CHAPEL HILL, N.C. -- There has been controversy about whether life originated in a hot or cold environment, and about whether enough time has elapsed for life to have evolved to its present complexity.
But new research at the University of North Carolina at Chapel Hill investigating the effect of temperature on extremely slow chemical reactions suggests that the time required for evolution on a warm earth is shorter than critics might expect.
The findings are published in the Dec. 1, 2010, online early edition of the Proceedings of the National Academy of Sciences.

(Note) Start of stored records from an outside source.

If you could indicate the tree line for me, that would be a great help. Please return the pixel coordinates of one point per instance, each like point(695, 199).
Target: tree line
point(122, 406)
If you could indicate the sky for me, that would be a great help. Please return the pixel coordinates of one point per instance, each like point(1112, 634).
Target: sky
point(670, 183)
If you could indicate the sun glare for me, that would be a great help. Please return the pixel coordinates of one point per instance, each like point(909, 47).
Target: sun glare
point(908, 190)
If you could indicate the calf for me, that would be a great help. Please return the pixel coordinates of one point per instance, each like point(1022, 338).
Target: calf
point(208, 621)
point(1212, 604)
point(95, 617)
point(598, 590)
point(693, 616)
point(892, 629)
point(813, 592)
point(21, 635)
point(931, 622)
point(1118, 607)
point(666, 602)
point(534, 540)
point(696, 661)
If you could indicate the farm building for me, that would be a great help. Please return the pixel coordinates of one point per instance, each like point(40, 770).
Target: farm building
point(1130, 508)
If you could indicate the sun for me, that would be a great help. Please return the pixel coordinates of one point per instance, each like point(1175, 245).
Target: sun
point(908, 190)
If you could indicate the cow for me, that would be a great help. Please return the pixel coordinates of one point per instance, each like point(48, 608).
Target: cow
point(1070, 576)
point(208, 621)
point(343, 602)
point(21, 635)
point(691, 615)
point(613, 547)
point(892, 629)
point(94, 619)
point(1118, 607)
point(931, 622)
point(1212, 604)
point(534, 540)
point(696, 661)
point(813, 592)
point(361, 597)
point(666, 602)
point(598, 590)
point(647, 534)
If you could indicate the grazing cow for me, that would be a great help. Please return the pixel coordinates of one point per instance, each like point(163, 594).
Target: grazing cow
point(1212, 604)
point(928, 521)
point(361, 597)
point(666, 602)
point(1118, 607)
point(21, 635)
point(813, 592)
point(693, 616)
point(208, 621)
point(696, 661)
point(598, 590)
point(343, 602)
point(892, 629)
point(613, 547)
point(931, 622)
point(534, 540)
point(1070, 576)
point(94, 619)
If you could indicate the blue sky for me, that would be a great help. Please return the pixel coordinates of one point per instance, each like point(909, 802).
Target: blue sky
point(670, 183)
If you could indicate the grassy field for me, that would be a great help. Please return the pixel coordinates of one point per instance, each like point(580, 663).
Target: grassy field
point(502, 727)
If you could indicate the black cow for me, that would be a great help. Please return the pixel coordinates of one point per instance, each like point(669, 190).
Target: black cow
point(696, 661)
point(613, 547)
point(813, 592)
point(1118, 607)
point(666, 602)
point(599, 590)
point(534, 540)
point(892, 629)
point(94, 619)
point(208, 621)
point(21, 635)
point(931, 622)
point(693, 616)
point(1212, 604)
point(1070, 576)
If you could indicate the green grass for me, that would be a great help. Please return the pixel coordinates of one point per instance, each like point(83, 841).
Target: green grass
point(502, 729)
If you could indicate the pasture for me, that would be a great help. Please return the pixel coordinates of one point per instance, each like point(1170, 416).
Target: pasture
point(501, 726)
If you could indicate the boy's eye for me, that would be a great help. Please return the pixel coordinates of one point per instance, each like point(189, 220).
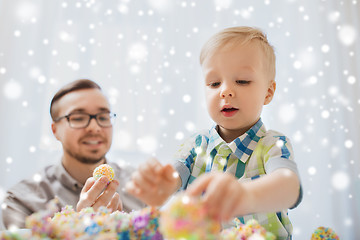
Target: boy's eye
point(242, 82)
point(214, 84)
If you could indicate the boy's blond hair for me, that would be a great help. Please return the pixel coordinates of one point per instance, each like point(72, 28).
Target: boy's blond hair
point(230, 37)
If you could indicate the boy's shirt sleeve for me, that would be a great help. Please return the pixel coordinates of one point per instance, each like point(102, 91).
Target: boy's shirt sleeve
point(185, 157)
point(279, 154)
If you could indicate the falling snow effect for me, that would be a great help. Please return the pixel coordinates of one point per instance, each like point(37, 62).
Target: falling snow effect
point(145, 54)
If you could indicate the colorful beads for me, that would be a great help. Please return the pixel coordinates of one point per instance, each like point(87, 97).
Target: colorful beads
point(187, 218)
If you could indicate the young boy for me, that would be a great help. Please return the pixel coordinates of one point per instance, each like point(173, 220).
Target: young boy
point(241, 169)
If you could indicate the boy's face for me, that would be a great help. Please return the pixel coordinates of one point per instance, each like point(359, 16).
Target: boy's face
point(237, 85)
point(90, 144)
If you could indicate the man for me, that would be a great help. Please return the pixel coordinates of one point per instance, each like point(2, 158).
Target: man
point(82, 122)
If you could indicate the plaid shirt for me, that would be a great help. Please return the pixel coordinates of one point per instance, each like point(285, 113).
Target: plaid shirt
point(254, 154)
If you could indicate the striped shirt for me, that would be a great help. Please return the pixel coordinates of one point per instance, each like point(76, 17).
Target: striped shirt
point(252, 155)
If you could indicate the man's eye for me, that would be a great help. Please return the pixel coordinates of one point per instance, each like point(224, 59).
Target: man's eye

Enzymes, proteins that jump-start chemical reactions, are essential to life within cells of the human body and throughout nature. These molecules have gradually evolved to become more sophisticated and specific, said lead investigator Richard Wolfenden, PhD, Alumni Distinguished Professor of biochemistry and biophysics at the UNC School of Medicine.
To appreciate how powerful modern enzymes are, and the process of how they evolved, scientists need to know how quickly reactions occur in their absence.
Wolfenden's group measured the speed of chemical reactions, estimating that some of them take more than 2 billion years without an enzyme.
In the process of measuring slow reaction rates, "it gradually dawned on us that the slowest reactions are also the most temperature-dependent," Wolfenden said.
In general, the amount of influence temperature has on reaction speeds varies drastically, the group found. In one slow reaction, for instance, raising the temperature from 25 to 100 degrees Celsius increases the rate 10 million fold. "That is a shocker," Wolfenden said. "That's what's going to surprise people most, as it did me."
That is surprising, Wolfenden said, because a textbook rule in chemistry -- for more than a century --has been that the influence of temperature is modest. In particular, a doubling in reaction rate occurs when the temperature rises 10 degree Celsius, according to experiments done in 1866.
High temperatures were probably a crucial influence on reaction rates when life began forming in hot springs and submarine vents, Wolfenden said. Later, the cooling of the earth provided selective pressure for primitive enzymes to evolve and become more sophisticated, the Wolfenden's group hypothesizes.
Using two different reaction catalysts -- which are not protein enzymes but that may have resembled early precursors to enzymes -- the group put the hypothesis to the test. The catalyzed reactions are indeed far less sensitive to temperature, compared with reactions that are accelerated by catalysts. The results are consistent with our hypothesis, Wolfenden said.
Wolfenden's group plans to test the hypothesis using other catalysts. In the meantime, these findings are likely to influence how scientists think of the first primitive forms of life on earth, and may affect how researchers design and enhance the power of artificial catalysts, he added.
Study co-authors from UNC are Randy Stockbridge, PhD, Charles Lewis, Jr., PhD and research specialist Yang Yuan, MS. Support for the research came from the National Institute of General Medicine, a component of the National Institutes of Health.